信は直子を見つめた。信の頭の中で、数枚の海を撮影した写真が浮かび上がる。写真の端々に白く丸いものが沢山写りこんでいた。ああ、なるほどそういうことかと、信は直子の言いたいことが理解できた。
「うん、わかった。撮らんとくわ」
直子は目を閉じて頷き、苺ジャムの瓶とスプーンを信に手渡す。
「まぁ、信の目に映るもののほうがリアルやろうけどね、一応ね」
信は「そやね、リアルリアル」と言いつつ、瓶の蓋を開け、パンの上にたっぷりと苺ジャムをのせた。

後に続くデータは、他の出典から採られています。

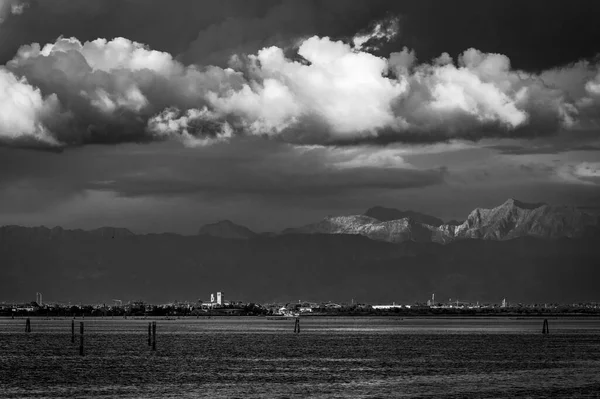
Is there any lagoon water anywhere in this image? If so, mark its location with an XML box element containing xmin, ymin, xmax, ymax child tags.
<box><xmin>0</xmin><ymin>317</ymin><xmax>600</xmax><ymax>398</ymax></box>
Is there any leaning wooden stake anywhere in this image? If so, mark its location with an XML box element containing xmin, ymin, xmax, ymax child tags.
<box><xmin>542</xmin><ymin>319</ymin><xmax>550</xmax><ymax>334</ymax></box>
<box><xmin>152</xmin><ymin>321</ymin><xmax>156</xmax><ymax>351</ymax></box>
<box><xmin>79</xmin><ymin>321</ymin><xmax>83</xmax><ymax>356</ymax></box>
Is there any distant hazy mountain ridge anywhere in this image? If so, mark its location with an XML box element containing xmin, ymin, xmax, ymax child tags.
<box><xmin>0</xmin><ymin>200</ymin><xmax>600</xmax><ymax>302</ymax></box>
<box><xmin>198</xmin><ymin>220</ymin><xmax>257</xmax><ymax>240</ymax></box>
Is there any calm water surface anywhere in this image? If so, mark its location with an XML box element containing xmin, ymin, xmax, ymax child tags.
<box><xmin>0</xmin><ymin>317</ymin><xmax>600</xmax><ymax>398</ymax></box>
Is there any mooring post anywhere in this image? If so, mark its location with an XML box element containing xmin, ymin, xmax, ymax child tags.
<box><xmin>152</xmin><ymin>321</ymin><xmax>156</xmax><ymax>351</ymax></box>
<box><xmin>294</xmin><ymin>317</ymin><xmax>300</xmax><ymax>334</ymax></box>
<box><xmin>79</xmin><ymin>321</ymin><xmax>83</xmax><ymax>356</ymax></box>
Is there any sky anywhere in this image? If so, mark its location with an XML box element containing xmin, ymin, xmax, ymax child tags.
<box><xmin>0</xmin><ymin>0</ymin><xmax>600</xmax><ymax>234</ymax></box>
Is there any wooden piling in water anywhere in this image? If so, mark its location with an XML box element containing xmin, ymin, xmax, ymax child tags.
<box><xmin>152</xmin><ymin>321</ymin><xmax>156</xmax><ymax>351</ymax></box>
<box><xmin>79</xmin><ymin>321</ymin><xmax>83</xmax><ymax>356</ymax></box>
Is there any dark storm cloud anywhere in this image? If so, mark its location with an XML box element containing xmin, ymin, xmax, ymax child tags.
<box><xmin>0</xmin><ymin>139</ymin><xmax>445</xmax><ymax>211</ymax></box>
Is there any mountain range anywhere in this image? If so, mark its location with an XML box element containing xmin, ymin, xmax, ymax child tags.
<box><xmin>205</xmin><ymin>199</ymin><xmax>600</xmax><ymax>244</ymax></box>
<box><xmin>0</xmin><ymin>200</ymin><xmax>600</xmax><ymax>303</ymax></box>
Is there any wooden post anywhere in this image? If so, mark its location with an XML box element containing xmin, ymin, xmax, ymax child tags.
<box><xmin>79</xmin><ymin>321</ymin><xmax>83</xmax><ymax>356</ymax></box>
<box><xmin>542</xmin><ymin>319</ymin><xmax>550</xmax><ymax>334</ymax></box>
<box><xmin>152</xmin><ymin>321</ymin><xmax>156</xmax><ymax>351</ymax></box>
<box><xmin>294</xmin><ymin>317</ymin><xmax>300</xmax><ymax>334</ymax></box>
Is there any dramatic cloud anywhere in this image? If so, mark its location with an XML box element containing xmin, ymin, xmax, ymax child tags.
<box><xmin>0</xmin><ymin>0</ymin><xmax>28</xmax><ymax>24</ymax></box>
<box><xmin>557</xmin><ymin>162</ymin><xmax>600</xmax><ymax>185</ymax></box>
<box><xmin>0</xmin><ymin>68</ymin><xmax>60</xmax><ymax>147</ymax></box>
<box><xmin>0</xmin><ymin>23</ymin><xmax>600</xmax><ymax>152</ymax></box>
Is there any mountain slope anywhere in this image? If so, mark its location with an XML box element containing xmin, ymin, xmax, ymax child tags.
<box><xmin>365</xmin><ymin>206</ymin><xmax>444</xmax><ymax>227</ymax></box>
<box><xmin>283</xmin><ymin>215</ymin><xmax>431</xmax><ymax>243</ymax></box>
<box><xmin>283</xmin><ymin>199</ymin><xmax>599</xmax><ymax>244</ymax></box>
<box><xmin>0</xmin><ymin>228</ymin><xmax>600</xmax><ymax>303</ymax></box>
<box><xmin>198</xmin><ymin>220</ymin><xmax>257</xmax><ymax>240</ymax></box>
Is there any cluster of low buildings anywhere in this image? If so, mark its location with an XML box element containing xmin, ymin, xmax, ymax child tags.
<box><xmin>0</xmin><ymin>291</ymin><xmax>600</xmax><ymax>316</ymax></box>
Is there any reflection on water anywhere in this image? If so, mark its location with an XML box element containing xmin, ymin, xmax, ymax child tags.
<box><xmin>0</xmin><ymin>317</ymin><xmax>600</xmax><ymax>398</ymax></box>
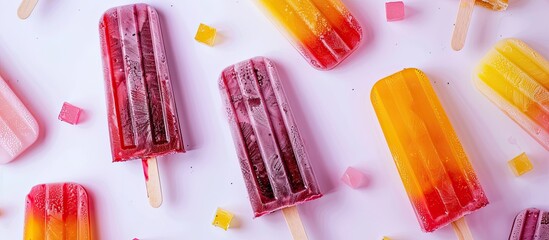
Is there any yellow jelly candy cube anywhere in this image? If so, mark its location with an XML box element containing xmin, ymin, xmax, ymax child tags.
<box><xmin>194</xmin><ymin>23</ymin><xmax>217</xmax><ymax>46</ymax></box>
<box><xmin>212</xmin><ymin>208</ymin><xmax>234</xmax><ymax>231</ymax></box>
<box><xmin>509</xmin><ymin>153</ymin><xmax>534</xmax><ymax>177</ymax></box>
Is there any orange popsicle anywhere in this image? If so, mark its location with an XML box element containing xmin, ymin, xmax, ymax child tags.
<box><xmin>23</xmin><ymin>183</ymin><xmax>91</xmax><ymax>240</ymax></box>
<box><xmin>371</xmin><ymin>69</ymin><xmax>488</xmax><ymax>232</ymax></box>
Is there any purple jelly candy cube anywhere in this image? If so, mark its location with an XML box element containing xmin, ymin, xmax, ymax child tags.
<box><xmin>58</xmin><ymin>102</ymin><xmax>82</xmax><ymax>125</ymax></box>
<box><xmin>385</xmin><ymin>1</ymin><xmax>404</xmax><ymax>22</ymax></box>
<box><xmin>341</xmin><ymin>167</ymin><xmax>366</xmax><ymax>188</ymax></box>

パンを食べ終わり、信は家を出た。まなみは朝練のため、信より早く家を出ている。中学は信の自宅から徒歩圏内で、ゆっくり歩いて十二分程度だ。
「信くん、おはよう」
信は後方からの声に気づいて振り返った。
信とは、小学三年生から仲良くしている。男女では珍しくお互いを下の名前で呼び合っている。
「おはよう希ちゃん」
「信くん、何か嬉しいことでもあったん?」
「あ、バレた?」
「視えたわけやないけど、何となく」
「そっか、でも正解」
信は希に、母親の実家にお盆帰省することを話した。
「よかったね、信くん」
信は突然、希をじっと見つめて黙り込んだ。
「信くん?」
「希ちゃん、嫌なことあった?」
「あー」
希は苦笑し、頭をかいた。
「信くんは視えるもんね、うん、そう。嫌なこと、あったよ」
希は俯いて、ため息をついた。信の頭の中に、ドアの隙間から黒い煙が溢れ出すような映像が浮かんだ。微かにグランドピアノが視える。
「ピアノ教室で何かあった? 真っ黒い煙が視えるよ」
希は目を丸くして立ち止まった。
「信くん、ほんまにすごいね。すぐに色々視えるん、昔から変わらんのやね」
「希ちゃんも視えるやんか」
「私はそこまで視えんもん」
「まぁ、確かに」
「それこそ、ちょうど信くんに頼みたいことがあってん」
「頼みたいこと?」
「また放課後になったら、詳しく話すわ」
「わかった。じゃあ放課後に」
「ごめんね、ありがとう」
希は安堵した表情で歩き出した。信は希を心配そうに見つめながら、共に学校へ向かった。